Slice exists to help independent pizza shops level the playing field vs. what founder Ilir Sela calls “Big Pizza” (e.g., Dominos, Poppa John’s). These pizza conglomerates don’t make better pies. And according to Sela, independent pizza restaurants outnumber Big Pizza locations by 3:1, and account for two-thirds of pizza sales.
However Big Pizza is crushing Little Pizza in terms of revenue per location, largely the result of much higher digital sales.
“At the big chains, 60% to 70% of their orders are processed via digital,” Sela said.
Slice offers SMBs an app that allows them to compete with Domino’s et al on digital orders. But along the way, Slice has layered on additional services to helps independent pizza parlors run their businesses more effectively, via marketing services, data analytics, workflow management and more.
Upserve is essentially an OS for full-service restaurants, of which CEO Angus Davis says there are about 280,000 in the United States. Starting with its Breadcrumb point of sale system, Upserve’s offering extends into employee management, ordering and supply chain. The company recently partnered with Resy to connect the restaurant reservation and POS systems, which to date have been notoriously disconnected.

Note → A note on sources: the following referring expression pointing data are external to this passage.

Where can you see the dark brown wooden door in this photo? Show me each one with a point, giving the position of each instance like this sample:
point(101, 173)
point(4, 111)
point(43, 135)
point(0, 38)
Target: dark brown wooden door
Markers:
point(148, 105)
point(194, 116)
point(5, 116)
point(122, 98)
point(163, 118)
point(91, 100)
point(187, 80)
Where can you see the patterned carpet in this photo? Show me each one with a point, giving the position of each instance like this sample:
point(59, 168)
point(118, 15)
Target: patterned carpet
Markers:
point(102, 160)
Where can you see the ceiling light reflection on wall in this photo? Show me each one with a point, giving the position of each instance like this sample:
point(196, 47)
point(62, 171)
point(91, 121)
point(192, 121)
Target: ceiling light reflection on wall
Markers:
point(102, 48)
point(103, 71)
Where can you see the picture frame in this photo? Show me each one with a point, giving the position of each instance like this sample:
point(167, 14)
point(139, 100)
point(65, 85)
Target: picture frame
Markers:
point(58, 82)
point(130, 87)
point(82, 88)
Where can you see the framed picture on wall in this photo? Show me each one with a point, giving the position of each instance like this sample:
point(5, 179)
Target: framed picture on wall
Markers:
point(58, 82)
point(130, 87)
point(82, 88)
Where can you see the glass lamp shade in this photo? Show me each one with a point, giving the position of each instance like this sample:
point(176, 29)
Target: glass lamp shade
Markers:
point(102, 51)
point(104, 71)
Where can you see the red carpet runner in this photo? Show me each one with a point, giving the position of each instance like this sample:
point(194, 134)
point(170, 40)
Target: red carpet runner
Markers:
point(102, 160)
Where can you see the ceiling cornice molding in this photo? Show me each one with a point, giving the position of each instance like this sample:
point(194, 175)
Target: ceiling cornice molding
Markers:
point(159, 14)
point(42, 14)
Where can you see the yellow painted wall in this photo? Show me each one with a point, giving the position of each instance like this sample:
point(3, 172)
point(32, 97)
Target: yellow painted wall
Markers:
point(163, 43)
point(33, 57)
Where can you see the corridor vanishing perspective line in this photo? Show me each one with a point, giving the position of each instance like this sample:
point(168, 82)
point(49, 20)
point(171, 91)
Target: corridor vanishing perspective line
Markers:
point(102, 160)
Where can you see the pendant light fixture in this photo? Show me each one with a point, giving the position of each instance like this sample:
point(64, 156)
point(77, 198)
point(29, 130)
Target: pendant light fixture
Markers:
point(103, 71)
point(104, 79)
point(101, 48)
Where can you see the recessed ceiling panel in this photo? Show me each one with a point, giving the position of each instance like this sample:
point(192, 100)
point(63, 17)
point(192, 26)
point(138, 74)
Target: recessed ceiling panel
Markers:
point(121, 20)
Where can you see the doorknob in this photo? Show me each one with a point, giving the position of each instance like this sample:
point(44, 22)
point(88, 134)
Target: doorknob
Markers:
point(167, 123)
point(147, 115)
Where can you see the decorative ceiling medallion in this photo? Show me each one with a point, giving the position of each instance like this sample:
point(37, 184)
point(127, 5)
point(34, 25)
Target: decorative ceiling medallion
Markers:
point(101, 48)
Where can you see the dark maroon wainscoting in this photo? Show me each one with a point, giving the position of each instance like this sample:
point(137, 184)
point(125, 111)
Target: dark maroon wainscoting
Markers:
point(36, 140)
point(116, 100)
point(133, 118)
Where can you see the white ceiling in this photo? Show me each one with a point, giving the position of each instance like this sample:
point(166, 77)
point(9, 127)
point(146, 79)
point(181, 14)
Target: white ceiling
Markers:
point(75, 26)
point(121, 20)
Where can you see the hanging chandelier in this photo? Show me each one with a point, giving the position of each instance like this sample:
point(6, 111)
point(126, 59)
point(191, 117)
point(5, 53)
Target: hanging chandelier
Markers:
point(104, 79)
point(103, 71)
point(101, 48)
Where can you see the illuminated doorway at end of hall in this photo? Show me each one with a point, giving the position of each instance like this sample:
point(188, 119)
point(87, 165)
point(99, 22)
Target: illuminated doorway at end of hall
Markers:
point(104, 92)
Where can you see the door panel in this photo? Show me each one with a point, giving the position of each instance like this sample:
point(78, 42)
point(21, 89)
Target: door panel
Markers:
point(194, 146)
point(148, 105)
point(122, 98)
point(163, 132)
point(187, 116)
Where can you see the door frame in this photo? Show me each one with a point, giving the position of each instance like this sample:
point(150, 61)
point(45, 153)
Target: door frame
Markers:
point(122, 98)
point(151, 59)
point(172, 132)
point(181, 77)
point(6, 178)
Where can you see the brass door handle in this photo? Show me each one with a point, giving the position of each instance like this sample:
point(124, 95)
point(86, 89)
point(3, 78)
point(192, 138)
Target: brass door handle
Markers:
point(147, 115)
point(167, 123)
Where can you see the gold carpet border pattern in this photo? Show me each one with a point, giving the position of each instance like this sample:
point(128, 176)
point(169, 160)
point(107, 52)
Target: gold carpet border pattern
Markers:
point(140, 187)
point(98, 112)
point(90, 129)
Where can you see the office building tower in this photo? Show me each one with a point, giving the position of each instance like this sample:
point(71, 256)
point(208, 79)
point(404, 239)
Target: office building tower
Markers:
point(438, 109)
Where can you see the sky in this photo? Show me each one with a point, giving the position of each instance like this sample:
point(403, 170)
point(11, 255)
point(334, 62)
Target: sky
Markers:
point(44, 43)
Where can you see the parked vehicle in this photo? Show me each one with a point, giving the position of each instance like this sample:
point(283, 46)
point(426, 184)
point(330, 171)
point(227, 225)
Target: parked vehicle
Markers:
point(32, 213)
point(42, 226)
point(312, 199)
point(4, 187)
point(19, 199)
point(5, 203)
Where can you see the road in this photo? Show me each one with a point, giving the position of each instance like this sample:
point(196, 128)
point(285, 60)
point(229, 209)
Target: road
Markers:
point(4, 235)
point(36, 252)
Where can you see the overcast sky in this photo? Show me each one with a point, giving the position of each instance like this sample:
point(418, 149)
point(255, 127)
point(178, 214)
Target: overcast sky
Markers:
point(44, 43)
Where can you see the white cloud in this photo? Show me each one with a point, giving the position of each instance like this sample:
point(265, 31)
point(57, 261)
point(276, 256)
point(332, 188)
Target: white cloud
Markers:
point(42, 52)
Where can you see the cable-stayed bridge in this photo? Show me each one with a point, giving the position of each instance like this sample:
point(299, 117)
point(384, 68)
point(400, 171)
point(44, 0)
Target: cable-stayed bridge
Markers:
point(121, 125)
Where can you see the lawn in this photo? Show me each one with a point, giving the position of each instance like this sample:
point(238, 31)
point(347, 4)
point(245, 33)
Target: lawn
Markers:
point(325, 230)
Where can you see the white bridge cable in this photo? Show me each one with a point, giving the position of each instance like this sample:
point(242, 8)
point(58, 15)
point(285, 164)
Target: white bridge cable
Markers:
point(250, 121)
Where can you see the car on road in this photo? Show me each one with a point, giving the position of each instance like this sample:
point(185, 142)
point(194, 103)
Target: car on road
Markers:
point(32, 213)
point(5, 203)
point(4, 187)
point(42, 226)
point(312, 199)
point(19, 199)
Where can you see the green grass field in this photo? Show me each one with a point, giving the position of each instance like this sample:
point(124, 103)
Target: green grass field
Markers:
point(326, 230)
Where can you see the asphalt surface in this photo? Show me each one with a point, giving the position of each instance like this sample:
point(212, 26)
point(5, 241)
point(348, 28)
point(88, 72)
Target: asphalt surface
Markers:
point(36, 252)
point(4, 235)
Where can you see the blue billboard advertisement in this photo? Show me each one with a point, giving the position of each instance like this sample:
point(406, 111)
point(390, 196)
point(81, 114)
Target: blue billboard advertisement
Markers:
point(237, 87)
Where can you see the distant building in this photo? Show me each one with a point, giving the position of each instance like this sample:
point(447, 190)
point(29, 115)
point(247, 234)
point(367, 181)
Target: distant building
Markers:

And finally, while Slice is focused on the customer acquisition stack, Upserve the POS and HR stack, Cisco represents the IT stack of the SMB OS, offering technology solutions like wifi and network security for SMBs. Cisco sells its solutions to SMBs in packages via a network of value added resellers.
One of the big ideas behind the SMB OS is that as a vendor builds a relationship with the SMB around a single mission critical app (like point of sale, or accounting, or IT) it can extend that relationship into additional adjacent services until it moves from being a point solutions provider into a partial stack or a full stack partner. Then the relationship becomes far more difficult to dislodge than a single solution, and certainly stickier than an advertising relationship.
Upsere’s Davis noted that advertising or lead generation purchase decisions involve revenue that is easily shifted among multiple vendors. Not a great place to be if you are one of the vendors. And this is reflected in the high churn rates seen in online advertising.
“If you have the operating system, that is a big decision,” Davis said. “Small businesses are not going to try a new operating system every three months.”
Following the SMB OS panel, Street Fight’s Research Director David Card presented some data on small business demand for the SMB OS during his State of Hyperlocal report, which included survey data from 300 SMBs conducted in Q1 2018.
According to StreetFight’s research, the notion of “integrating marketing with the back office” was deemed “important” or “very important” by 53% of respondents. Card noted that larger merchants were far more likely (+10 points) to take this view. Card said he considered this finding that bigger merchants value the full stack more than smaller ones “counterintuitive.”
Data from the Tech Adoption Index also shows that larger SMBs are a bit more likely to prefer an all-in-one solution for marketing and back office solutions than smaller. For example, only 42% of solo operations preferred the full-stack, compared with 55% for businesses with 10 to 49 employees.The figure rises to 61% for businesses with 50-99 employees.
One possible explanation for this is that as businesses get larger, they use more software and the need for integration becomes more pressing, while very small SMBs use fewer apps and feel less of a need for simplification.